Parties aspiring to put together a buy-sell will often eagerly engage in discussions, reach preliminary understanding of material terms and only after key terms are set, consider engaging lawyers to prepare required contracts and memorialize the parties’ intentions. Too often, early stage negotiations impact material and financially consequential terms of the deal and can compromise the parties’ rights. If the parties do not involve counsel until the point when binding agreements are drawn up, they should be wary of potential problems they may create for themselves, and at a minimum, be mindful of a few points during this initial phase.

First, discussions should be documented. Prospective parties to a transaction commonly get together, in-person or over the telephone to talk about their desired deal, which might include price terms and other aspects of the proposed transaction. It is prudent to take thorough, contemporaneous notes of these conversations. These notes should include the dates of the conversations, participants, and as much detail as possible. These notes should be placed in a separate easily accessible file. Be organized. This may be helpful should the need arise down the road for clarification or in the event of a disagreement. These notes will often become the framework for a letter of intent (LOI), and while a LOI is not a substitute for the formal buy-sell agreement nor can a LOI satisfy manufacturer approval requirements, a LOI can serve as a most useful roadmap to completion of the buy-sell agreement. Naturally, it is advisable to consult with an attorney before executing a LOI.

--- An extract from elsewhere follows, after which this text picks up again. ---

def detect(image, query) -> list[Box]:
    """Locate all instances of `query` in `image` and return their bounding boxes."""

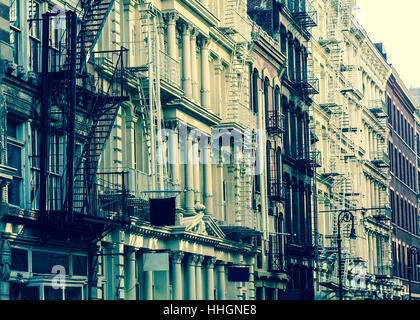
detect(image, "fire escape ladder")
[74,49,126,214]
[76,0,115,73]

Second, the importance of collecting necessary information and documents cannot be overstated. This might include franchise agreements and all addenda, lists of inventories, customer records, existing environmental reports, appraisals, records of pending litigation and the like. A seller should compile this information before any negotiations occur. Relegating this important aspect to the end often causes undue delay, misunderstandings between the parties and can even jeopardize a closing.

Third, most dealerships have executory contracts, existing agreements, leases, and even non-cancelable contracts with vendors and third parties (e.g., computer equipment/software maintenance contracts, agreements for uniforms, advertising, etc.). It is important that these agreements be identified and reviewed early on in the buy-sell process to allow the parties to determine if they are being assumed by the buyer and to determine any assignment requirements. Failure to identify and address these obligations can prove costly and adversely impact the buy-sell closing.

Fourth, the parties should evaluate how to address any due diligence inspections of the business, records, assets and any real estate and improvements, including who will bear inspection costs and the consequence of inspection findings that are not satisfactory. Early determination of these issues could facilitate avoidance of delay, keep the deal together, or allow a party to determine whether to proceed to closing.

Fifth, the structure of the selling dealership is often a corporation or other legal entity. Though the buyer may have been dealing with the seller’s majority owner all along, minority shareholders may have rights under the law and the corporation’s governing documents which can impact the buy-sell process. Determine early in the process the rights, if any, of minority shareholders to avoid unnecessary delay and secure required approvals.

Given the prospect of an uptick of buy-sell activity, dealers considering either buying or selling should retain competent legal counsel as early as possible prior to commencing this process. Before principals participate in discussions about a prospective deal with interested parties or take other affirmative steps, consideration of the above five points, consultation with counsel and other advisors to address specific circumstances will serve to avoid pitfalls that could adversely result in the undoing of the coveted deal, prove costly to the parties, or impact the parties’ legal rights and protections.